Terkadang ada sebuah kebaikan yang kita anggap remeh, bahkan kita sendiri pernah menganggapnya sebagai sebuah amal kebaikan, namun ternyata kebaikan itu menjadi pengaruh besar kepada orang lain. Terkadang satu dua kalimat saja yang kita ucapkan kepada orang lain, namun kalimat itu membekas di hati mereka dan membawa perubahan hidup yang berarti pada dirinya.

Terkadang sebuah SMS pesan singkat yang kita kirimkan untu saudara atau teman dekat kita kirimkan untuk saudara atau teman dekat kita, namun itu menjadikannya sebab untuk bertaubat dan menjauhi perbuatan maksiat yang selama ini ia kerjakan.

Kita mungkin sudah lupa, bahwa buku bacaan yang dulu pernah kita titipkan ke teman, lalu ternyata buku itu telah mendorong sahabat kita tersebut untuk kembali mengingat akhirat.

Apa rahasianya, mengapa justru amalan kecil yang kita kerjakan malah membawa manfaat dan kebaikan? Jawabannya, karena kebaikan yang kita lakukan yang sedikit dan remeh itu, cenderung kita lakukan  atas dasar keikhlasan tidak mengharap imbalan apa-apa.
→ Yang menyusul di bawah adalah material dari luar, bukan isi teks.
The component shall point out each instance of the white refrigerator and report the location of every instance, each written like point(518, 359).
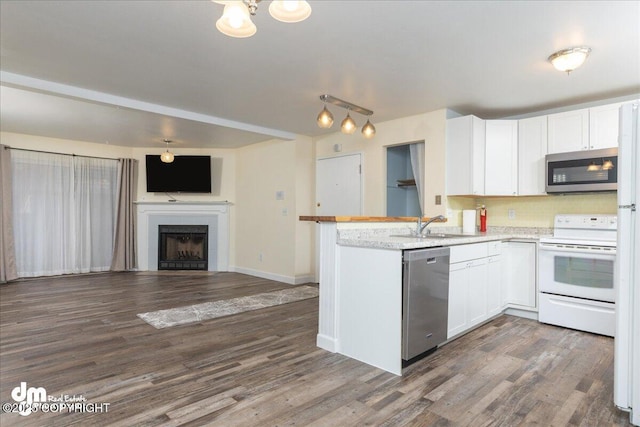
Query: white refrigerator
point(627, 268)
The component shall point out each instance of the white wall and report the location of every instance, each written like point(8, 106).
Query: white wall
point(54, 145)
point(429, 127)
point(271, 241)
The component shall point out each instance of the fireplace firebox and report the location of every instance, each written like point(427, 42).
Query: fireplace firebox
point(182, 247)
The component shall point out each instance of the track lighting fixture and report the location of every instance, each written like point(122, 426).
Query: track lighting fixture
point(348, 125)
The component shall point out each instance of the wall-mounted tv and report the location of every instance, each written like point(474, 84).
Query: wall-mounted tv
point(186, 174)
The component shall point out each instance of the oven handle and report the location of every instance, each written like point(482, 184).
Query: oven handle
point(577, 250)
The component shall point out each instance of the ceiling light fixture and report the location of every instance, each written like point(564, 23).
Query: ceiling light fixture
point(236, 17)
point(348, 126)
point(325, 118)
point(167, 156)
point(569, 59)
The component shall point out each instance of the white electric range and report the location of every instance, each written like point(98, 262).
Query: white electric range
point(575, 273)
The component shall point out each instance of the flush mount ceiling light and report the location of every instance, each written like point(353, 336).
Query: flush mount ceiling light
point(348, 126)
point(569, 59)
point(167, 156)
point(236, 17)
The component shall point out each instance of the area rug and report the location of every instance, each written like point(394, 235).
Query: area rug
point(211, 310)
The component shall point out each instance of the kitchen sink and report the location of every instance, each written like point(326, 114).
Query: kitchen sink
point(430, 236)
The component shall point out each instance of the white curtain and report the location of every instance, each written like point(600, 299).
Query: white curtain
point(416, 151)
point(63, 213)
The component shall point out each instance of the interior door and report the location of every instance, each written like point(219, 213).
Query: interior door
point(339, 186)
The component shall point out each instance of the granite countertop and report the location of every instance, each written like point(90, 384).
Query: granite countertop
point(384, 239)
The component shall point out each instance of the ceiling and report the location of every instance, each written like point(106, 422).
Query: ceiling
point(132, 73)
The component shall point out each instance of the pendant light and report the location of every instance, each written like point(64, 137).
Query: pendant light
point(167, 156)
point(348, 125)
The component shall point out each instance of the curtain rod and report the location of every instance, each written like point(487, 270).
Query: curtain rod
point(6, 147)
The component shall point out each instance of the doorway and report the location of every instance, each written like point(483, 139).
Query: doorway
point(402, 191)
point(339, 186)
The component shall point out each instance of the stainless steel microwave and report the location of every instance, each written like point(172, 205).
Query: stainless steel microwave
point(582, 171)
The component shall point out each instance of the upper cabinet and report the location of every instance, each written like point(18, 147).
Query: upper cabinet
point(532, 147)
point(507, 157)
point(501, 158)
point(465, 156)
point(603, 126)
point(568, 131)
point(586, 129)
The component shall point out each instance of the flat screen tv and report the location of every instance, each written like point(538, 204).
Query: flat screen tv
point(186, 174)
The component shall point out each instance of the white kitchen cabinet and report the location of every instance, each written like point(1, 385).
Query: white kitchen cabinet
point(603, 126)
point(568, 131)
point(494, 285)
point(467, 287)
point(501, 158)
point(465, 156)
point(519, 278)
point(532, 147)
point(457, 313)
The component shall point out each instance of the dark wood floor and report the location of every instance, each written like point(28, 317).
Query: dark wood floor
point(80, 335)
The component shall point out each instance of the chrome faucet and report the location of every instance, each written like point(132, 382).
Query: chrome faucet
point(421, 226)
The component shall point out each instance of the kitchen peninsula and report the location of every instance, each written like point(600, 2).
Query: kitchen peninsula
point(360, 269)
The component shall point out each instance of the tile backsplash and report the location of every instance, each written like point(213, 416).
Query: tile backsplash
point(537, 211)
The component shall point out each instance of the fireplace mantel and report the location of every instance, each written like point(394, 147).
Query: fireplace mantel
point(152, 214)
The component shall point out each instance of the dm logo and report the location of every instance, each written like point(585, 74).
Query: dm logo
point(27, 397)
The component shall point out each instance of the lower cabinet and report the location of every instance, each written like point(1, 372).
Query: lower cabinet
point(494, 285)
point(519, 275)
point(473, 294)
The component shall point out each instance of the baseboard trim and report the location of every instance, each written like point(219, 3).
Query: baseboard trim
point(527, 314)
point(327, 343)
point(297, 280)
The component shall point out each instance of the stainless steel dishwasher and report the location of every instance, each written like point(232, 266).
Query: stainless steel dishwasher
point(425, 298)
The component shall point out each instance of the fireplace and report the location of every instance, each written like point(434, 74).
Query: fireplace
point(183, 247)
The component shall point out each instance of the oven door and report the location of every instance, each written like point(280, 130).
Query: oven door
point(577, 271)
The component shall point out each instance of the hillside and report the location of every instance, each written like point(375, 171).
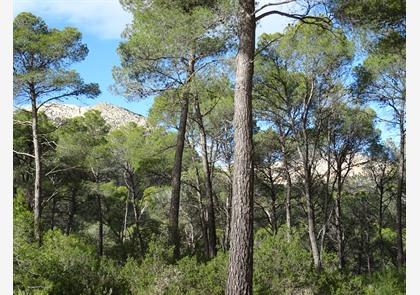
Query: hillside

Berbeda dengan kebaikan kita untuk sesama yang kita anggap besar, terkadang lebih sulit untuk menjaga niat kita dari riya’ dan sum’ah.

Siapa yang menyangka kalau seorang wanita pezina yang memberi minum anjing kehausan lalu menjadi sebab untuk diampuni dari dosa-dosa yang telah lama ia kerjakan? Siapa yang sangka, hanya dengan menyingkirkan gangguan di jalan, karena akan menghalangi jalannya kaum muslimin bisa menjadi sebab seorang masuk surga?

Namu juga siapa sangka, amalan jihad fi sabilillah mengorbankan hartanya, jiwa dan raganya, justru menjadi sebab dirinya terlempar ke dalam jurang mereka? Dan siapa yang menduga, bahwa infaq yang begitu banyak yang dia keluarkan, justru menjadi sebab kemurkaan Allah karena telah terkotori dengan perasaan ujub, riya dan sum’ah.

Kalaulah kita tahu, secuil amalan kebaikan yang telah kita lakukan itu diterima di sisi Allah, alangkah bahagianya hati. Yang demikian itu karena Allah telah berfirman:
“Sesungguhnya Allah hanya menerima (amalan) dari orang-orang yang bertaqwa” (QS. Al-Ma’idah: 27)

Karenaya jangan pernah kita meremehkan sekecil kebaikan yang kita kerjakan. Lakukanlah meskipun itu kebaikan yang kecil. Karena bisa jadi kebaikan itu akan berbuah ampunan dan surga Allah, dan janga pernah membanggakan amal kebaikan kita yang kita anggap besar, karena bisa jadi hal itu justru akan menyeret kita ke dalam lembah kebinasaan.